Today, young native and non-native speakers of English frequently use “like” as a versatile discourse marker or interjection in addition to its use as a quotative (D’Arcy 2005). D’Arcy provides two extreme examples of discourse marker “like.” Both are taken from a large corpus of spoken English:

(8) I love Carrie. LIKE, Carrie’s LIKE a little LIKE out-of-it but LIKE she’s the funniest, LIKE she’s a space-cadet.      Anyways, so she’s LIKE taking shots, she’s LIKE talking away to me, and she’s LIKE, “What’s wrong with you?”
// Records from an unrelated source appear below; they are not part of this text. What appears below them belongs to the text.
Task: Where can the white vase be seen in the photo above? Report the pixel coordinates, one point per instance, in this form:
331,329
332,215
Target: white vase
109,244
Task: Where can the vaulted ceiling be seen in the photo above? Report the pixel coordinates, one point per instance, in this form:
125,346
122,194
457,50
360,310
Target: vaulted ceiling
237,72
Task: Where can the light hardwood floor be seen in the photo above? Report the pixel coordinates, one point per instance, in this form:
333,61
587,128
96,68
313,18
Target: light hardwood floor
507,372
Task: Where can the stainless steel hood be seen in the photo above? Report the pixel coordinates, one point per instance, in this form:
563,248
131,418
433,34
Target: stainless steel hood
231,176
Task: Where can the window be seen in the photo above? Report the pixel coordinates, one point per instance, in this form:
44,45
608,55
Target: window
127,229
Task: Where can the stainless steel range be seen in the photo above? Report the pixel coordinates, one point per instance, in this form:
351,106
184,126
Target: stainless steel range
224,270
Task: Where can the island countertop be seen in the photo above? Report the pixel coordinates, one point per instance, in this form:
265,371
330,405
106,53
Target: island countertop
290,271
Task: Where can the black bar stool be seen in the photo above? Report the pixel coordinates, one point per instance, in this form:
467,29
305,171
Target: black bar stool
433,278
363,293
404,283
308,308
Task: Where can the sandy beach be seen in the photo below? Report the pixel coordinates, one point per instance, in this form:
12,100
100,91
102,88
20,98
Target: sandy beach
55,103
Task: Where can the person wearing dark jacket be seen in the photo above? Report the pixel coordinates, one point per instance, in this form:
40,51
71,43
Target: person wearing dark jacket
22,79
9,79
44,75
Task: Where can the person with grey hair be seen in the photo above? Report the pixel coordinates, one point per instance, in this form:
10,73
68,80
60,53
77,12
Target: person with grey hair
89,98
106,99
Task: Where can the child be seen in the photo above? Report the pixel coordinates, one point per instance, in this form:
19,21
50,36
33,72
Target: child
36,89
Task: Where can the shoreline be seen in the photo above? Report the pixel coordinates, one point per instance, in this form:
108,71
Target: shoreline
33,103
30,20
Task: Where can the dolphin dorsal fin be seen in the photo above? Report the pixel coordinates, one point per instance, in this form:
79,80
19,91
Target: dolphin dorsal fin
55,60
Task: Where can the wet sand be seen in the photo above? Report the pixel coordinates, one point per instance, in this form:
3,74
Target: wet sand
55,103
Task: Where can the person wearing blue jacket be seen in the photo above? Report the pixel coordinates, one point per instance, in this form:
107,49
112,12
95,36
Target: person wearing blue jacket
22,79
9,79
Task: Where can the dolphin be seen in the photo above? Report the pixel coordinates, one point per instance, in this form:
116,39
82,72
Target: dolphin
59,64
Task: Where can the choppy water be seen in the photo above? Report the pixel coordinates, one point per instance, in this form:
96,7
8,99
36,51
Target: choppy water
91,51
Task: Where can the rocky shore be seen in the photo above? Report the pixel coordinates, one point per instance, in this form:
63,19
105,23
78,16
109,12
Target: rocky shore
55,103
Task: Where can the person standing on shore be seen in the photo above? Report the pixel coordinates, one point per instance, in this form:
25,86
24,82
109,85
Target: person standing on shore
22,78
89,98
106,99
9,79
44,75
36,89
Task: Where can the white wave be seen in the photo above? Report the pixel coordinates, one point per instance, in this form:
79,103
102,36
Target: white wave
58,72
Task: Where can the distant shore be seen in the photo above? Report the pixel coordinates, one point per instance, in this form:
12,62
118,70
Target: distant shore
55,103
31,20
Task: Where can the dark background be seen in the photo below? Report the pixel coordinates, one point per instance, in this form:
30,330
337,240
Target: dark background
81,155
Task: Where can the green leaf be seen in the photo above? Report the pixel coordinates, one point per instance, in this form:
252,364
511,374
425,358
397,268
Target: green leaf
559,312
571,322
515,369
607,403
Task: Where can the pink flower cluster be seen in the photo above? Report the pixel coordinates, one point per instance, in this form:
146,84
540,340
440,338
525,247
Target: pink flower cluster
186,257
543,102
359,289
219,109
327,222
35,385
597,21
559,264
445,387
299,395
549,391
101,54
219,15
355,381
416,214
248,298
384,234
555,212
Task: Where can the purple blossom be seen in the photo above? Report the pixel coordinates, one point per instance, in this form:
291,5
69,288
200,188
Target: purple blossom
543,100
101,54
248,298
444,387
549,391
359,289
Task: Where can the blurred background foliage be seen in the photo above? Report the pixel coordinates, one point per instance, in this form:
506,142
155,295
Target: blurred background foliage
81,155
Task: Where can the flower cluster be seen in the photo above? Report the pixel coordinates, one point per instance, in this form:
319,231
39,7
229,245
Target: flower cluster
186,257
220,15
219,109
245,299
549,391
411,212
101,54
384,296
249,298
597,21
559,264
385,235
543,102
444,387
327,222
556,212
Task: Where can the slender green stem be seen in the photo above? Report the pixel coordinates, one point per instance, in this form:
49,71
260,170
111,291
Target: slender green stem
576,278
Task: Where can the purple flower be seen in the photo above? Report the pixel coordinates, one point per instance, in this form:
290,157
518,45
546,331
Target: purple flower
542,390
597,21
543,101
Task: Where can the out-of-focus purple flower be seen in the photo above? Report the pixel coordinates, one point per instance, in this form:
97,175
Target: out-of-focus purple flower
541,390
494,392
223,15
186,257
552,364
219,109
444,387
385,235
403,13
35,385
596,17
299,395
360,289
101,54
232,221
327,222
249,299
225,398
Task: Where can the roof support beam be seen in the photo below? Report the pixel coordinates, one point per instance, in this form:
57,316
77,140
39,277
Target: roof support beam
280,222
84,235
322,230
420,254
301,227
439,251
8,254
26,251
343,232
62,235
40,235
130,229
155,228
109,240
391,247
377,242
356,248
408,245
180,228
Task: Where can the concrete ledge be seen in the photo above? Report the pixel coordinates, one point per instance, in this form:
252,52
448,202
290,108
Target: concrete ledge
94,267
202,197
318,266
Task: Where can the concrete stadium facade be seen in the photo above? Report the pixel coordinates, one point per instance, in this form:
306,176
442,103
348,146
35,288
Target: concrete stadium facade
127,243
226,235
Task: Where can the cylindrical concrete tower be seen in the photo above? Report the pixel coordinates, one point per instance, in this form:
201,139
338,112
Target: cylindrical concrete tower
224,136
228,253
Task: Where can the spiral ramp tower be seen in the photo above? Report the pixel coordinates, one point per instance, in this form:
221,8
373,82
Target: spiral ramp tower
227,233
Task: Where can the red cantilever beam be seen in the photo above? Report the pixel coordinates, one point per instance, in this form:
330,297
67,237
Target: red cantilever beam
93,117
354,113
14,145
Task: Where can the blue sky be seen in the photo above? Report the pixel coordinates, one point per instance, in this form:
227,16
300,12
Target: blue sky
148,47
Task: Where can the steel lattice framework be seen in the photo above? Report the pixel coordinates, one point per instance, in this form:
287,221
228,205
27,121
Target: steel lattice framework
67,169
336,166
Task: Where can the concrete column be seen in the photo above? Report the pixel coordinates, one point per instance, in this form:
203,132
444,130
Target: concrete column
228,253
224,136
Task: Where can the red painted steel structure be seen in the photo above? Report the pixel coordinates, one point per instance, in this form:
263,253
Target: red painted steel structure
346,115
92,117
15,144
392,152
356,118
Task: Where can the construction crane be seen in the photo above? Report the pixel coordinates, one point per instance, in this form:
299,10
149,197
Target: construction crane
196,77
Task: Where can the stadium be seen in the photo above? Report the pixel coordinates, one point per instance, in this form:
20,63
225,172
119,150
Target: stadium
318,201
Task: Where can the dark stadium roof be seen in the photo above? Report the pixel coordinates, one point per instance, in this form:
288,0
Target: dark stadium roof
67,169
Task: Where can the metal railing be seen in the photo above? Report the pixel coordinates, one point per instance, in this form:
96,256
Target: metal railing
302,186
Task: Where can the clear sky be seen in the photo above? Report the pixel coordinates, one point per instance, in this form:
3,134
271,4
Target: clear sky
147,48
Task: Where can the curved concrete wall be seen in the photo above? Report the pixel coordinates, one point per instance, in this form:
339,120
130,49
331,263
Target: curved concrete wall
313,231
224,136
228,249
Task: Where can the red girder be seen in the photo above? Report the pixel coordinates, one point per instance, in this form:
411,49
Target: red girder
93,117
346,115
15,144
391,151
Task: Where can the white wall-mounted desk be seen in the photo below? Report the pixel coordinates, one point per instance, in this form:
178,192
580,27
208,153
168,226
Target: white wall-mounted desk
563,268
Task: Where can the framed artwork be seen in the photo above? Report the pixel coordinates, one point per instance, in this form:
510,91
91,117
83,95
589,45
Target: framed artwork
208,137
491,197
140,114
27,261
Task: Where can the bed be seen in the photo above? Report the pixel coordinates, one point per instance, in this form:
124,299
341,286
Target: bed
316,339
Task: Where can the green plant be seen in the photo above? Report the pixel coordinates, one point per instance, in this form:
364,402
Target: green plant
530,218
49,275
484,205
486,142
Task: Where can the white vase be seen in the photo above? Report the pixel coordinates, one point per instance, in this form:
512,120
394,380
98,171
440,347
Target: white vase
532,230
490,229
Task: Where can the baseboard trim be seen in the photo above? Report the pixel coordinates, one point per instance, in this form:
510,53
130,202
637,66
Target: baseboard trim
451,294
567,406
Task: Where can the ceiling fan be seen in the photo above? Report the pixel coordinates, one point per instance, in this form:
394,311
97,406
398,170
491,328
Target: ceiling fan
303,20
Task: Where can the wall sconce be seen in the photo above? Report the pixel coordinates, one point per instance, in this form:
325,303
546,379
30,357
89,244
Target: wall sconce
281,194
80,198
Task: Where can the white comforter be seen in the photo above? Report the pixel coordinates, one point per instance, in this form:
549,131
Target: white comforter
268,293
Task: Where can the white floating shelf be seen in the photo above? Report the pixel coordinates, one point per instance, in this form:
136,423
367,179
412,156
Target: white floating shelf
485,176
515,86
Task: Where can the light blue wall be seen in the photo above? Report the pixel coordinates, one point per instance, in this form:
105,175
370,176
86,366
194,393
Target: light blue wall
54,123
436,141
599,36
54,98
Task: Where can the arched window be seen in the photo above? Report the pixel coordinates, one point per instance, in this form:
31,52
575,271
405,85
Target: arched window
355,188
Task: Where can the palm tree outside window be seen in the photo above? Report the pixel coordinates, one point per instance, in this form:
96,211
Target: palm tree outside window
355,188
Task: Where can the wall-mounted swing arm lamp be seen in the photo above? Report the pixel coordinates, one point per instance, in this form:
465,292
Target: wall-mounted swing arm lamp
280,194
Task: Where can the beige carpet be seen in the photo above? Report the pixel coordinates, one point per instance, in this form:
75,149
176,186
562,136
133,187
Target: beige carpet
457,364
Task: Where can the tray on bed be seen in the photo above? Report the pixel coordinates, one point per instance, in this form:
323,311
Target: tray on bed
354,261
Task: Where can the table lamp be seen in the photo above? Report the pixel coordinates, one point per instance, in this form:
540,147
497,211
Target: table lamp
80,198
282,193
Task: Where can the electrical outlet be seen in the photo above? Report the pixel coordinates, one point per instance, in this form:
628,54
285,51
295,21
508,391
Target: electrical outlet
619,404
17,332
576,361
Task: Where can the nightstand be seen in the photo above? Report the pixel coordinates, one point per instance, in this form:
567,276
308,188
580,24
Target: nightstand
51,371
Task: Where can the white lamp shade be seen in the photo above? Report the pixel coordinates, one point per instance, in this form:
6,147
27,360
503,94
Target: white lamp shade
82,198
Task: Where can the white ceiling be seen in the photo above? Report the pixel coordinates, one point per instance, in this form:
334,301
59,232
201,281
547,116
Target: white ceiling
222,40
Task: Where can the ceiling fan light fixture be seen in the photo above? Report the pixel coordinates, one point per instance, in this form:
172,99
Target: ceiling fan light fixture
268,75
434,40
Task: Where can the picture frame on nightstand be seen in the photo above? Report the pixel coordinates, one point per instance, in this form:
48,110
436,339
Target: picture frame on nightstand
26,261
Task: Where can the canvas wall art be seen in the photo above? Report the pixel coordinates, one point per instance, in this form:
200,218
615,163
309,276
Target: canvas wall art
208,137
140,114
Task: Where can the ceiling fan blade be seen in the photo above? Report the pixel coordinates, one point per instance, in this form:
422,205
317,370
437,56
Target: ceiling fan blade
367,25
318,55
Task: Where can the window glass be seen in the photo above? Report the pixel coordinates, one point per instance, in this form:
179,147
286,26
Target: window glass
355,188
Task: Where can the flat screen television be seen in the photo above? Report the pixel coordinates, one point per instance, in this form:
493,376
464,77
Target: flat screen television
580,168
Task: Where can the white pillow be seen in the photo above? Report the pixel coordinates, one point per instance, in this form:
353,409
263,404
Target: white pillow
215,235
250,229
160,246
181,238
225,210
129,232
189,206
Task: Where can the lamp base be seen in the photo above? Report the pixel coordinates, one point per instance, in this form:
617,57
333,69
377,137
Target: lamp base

(9) Well you just cut out LIKE a girl figure and a boy figure and then you’d cut out LIKE a dress or a skirt or a coat, and LIKE you’d colour it.

This usage does not become noticeable in available corpora until the 1980s, so nearly all papers that I have read assume that discourse marker “like” and qutoative “be like” arose more or less in tandem during the 1970s, becoming common by the 1980s. However, using the Google Books Corpus, I was able to find an early use of “like” that presages quotative “be like.” This early use also seems to set the stage for the versatile discursive uses of “like” seen in (8) and (9). This early use is the expression, “like wow.” It seems to have arisen during the 1950s (though perhaps earlier) in the early rock n’roll scenes in the Southern United States. Here are some examples.

The first is from 1957: a line from a rock n roll song by Tommy Sands:

(10) When you walk down the street, my heart skips a beat—man, like wow!

The second is from a 1960 issue of Business Education World:

(11) Like, wow! I’m taking a real cool course called general business. It’s the most.


The third is from a novel called The Fugitive Pigeon, published in 1965:

(12) But all of a sudden you’re like wow, you know what I mean?

And by 1971, we have a full example of quotative “be like,”— note that this early occurrence uses an expletive as the subject:

(13) But to me it was like, “Oh, why can’t you say, ‘Gee that’s wonderful . . .’”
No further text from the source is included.